The basic idea is that if you have gone to the trouble of implementing a ContentHandler capable of identifying text for each individual nested document, then if you can also get notifications for when a subdocument with separate metadata starts and ends, you can keep track of this metadata and associate it with the text you extract.

Hopefully this example offers an idea of what you would have to do to get both the text and metadata for a nested document.

A Possibly Misplaced or Inappropriate Wish for Tika

While it is possible to get the text for each nested document in a container using Tika, and it is possible to get the metadata for each nested document, it would be nice if Tika offered an easy way to get both the text and the metadata for a nested document together as a single entity.

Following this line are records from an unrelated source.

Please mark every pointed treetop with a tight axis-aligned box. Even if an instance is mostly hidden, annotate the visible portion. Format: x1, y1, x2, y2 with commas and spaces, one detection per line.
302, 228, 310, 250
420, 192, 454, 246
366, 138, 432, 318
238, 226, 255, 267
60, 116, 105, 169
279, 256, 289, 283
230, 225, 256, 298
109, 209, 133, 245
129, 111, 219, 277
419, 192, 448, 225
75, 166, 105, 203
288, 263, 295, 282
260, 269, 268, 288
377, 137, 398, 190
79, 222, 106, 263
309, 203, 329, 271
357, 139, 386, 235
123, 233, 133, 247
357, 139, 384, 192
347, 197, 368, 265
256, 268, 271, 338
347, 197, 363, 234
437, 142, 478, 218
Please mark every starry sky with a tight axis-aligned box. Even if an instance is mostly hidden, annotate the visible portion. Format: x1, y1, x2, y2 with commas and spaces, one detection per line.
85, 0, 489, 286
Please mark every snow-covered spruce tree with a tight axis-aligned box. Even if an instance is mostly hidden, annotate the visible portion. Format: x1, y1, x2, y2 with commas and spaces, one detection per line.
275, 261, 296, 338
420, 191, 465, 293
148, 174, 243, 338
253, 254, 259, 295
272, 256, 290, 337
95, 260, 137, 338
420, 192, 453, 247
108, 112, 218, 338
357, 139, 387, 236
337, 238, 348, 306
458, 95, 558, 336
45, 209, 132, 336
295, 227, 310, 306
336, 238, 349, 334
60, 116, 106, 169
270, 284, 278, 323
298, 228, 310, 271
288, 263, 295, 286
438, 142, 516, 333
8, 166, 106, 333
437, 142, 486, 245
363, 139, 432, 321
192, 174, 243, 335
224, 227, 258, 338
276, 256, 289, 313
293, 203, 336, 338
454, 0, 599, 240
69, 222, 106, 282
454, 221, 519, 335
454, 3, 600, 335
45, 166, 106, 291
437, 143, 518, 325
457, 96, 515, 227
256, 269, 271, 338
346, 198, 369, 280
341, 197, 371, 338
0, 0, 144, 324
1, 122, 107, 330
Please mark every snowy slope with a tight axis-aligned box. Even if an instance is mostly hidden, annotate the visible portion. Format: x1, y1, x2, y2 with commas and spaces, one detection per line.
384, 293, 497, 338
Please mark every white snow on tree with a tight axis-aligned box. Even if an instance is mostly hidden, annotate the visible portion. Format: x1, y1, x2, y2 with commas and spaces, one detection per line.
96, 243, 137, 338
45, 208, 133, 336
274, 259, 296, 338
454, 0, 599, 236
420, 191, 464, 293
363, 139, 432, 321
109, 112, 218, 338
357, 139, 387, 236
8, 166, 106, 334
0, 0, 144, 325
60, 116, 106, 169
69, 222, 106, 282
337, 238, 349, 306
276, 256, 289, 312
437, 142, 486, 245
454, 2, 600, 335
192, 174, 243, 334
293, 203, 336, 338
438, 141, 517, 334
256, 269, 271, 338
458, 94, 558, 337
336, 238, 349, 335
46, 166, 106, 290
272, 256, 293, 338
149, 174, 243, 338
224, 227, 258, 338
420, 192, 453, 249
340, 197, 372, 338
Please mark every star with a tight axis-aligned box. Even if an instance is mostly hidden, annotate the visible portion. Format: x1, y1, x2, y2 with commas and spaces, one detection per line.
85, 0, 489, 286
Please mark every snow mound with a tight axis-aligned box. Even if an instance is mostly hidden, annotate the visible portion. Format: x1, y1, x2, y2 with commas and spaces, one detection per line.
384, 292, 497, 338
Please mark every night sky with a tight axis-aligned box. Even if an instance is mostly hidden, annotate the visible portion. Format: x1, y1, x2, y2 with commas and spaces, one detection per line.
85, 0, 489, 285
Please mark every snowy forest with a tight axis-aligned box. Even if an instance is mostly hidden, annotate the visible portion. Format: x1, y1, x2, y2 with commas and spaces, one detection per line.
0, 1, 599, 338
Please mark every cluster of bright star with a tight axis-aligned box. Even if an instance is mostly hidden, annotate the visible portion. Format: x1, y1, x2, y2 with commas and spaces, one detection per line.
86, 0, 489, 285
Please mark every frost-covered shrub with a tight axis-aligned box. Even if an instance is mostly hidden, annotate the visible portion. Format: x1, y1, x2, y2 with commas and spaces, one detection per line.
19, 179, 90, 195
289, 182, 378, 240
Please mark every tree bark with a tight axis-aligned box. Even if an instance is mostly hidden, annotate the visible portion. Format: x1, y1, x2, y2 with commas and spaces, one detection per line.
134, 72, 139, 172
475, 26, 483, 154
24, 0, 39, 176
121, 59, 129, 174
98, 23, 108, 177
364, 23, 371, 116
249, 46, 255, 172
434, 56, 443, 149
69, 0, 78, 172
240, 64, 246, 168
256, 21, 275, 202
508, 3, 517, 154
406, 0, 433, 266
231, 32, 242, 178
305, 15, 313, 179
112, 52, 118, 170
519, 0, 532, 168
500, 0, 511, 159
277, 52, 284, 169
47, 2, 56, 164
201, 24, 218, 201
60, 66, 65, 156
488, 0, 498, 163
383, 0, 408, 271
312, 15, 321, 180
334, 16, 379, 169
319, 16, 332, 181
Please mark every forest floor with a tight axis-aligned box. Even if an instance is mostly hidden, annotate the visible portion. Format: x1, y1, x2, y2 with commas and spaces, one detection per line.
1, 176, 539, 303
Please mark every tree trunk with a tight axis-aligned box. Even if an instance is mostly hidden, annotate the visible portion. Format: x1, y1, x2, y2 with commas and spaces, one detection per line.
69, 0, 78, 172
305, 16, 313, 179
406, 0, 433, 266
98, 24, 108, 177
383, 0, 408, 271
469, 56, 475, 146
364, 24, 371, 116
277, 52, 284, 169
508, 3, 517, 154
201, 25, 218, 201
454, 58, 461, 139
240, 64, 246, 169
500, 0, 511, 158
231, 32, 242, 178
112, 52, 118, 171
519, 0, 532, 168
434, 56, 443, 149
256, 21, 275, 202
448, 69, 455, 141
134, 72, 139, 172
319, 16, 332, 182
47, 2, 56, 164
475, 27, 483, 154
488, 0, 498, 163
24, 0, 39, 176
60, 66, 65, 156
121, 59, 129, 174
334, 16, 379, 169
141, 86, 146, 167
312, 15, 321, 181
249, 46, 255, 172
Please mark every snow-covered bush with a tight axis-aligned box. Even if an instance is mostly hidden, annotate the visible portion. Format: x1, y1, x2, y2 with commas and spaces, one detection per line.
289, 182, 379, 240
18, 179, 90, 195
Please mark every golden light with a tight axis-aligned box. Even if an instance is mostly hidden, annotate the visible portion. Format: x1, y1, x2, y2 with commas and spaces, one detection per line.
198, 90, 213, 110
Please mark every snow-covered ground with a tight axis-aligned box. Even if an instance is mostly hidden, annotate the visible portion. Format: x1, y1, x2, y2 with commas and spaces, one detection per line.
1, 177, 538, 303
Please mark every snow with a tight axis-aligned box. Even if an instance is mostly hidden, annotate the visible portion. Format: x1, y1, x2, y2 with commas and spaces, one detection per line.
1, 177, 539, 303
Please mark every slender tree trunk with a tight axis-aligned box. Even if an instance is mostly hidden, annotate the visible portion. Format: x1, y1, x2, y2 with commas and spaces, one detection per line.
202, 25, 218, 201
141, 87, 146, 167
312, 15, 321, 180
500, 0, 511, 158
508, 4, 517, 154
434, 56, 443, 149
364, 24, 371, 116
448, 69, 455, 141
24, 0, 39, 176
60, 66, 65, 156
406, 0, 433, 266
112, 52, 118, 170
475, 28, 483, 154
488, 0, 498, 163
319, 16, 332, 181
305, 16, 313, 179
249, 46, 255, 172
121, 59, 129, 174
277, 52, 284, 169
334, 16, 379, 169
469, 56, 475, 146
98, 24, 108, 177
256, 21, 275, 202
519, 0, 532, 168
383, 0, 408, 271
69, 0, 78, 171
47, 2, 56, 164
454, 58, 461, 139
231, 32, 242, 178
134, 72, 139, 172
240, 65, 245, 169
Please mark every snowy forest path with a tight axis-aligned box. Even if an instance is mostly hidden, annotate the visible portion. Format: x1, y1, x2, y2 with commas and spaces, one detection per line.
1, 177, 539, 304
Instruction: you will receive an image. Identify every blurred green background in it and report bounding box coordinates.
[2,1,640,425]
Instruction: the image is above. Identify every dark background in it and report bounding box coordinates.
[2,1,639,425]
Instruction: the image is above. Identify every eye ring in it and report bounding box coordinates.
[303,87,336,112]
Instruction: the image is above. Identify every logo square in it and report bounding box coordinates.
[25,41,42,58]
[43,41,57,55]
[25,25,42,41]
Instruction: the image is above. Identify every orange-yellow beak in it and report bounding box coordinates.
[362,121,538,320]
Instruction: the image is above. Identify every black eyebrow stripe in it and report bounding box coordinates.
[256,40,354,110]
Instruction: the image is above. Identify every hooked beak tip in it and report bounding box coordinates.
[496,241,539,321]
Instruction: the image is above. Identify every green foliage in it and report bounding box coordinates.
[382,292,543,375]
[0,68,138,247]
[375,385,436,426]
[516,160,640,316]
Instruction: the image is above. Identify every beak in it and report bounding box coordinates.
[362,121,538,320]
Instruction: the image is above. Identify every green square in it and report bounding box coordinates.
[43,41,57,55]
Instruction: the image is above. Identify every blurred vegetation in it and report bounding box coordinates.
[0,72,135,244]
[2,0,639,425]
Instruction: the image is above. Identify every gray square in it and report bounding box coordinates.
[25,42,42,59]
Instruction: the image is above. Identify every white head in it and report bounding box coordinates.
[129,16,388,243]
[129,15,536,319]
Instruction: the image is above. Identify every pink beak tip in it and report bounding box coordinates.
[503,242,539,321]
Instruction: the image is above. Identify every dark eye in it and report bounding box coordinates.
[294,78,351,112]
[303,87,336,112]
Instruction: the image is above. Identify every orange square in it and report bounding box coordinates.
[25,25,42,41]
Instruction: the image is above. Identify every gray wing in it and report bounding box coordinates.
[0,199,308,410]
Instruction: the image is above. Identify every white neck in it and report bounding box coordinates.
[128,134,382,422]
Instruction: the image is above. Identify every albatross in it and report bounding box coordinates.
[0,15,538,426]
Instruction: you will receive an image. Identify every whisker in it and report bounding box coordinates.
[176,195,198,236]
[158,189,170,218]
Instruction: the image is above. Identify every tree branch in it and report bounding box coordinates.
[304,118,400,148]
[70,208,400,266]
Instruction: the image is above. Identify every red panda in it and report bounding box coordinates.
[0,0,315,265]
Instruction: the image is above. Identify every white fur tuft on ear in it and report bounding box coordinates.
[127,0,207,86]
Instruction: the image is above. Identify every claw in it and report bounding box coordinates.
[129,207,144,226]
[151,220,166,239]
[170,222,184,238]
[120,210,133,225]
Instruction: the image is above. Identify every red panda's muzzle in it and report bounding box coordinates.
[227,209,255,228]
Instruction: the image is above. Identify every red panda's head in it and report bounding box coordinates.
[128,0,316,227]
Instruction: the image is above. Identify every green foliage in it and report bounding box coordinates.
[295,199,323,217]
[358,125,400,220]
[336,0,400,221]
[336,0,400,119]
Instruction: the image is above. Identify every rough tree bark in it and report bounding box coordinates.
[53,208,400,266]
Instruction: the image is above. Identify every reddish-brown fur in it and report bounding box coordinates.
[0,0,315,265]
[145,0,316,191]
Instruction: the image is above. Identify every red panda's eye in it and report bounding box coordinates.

Tika seems to want to turn any file you give it into a single XHTML document, or the stream of ContentHandler events you would get if you were parsing that single XHTML document. Containers that aren't logically a single document (containers that are logically single documents include OLE2 and .xslx) don't live comfortably inside this single document model. Because Tika does a great job of identifying and parsing a wide variety of container types, and because Tika is being extended to identify when a container is logically a single document and when a container is logically many separate documents, it would be nice if there was a better way for Tika to return the metadata and text for containers that are logically many separate documents.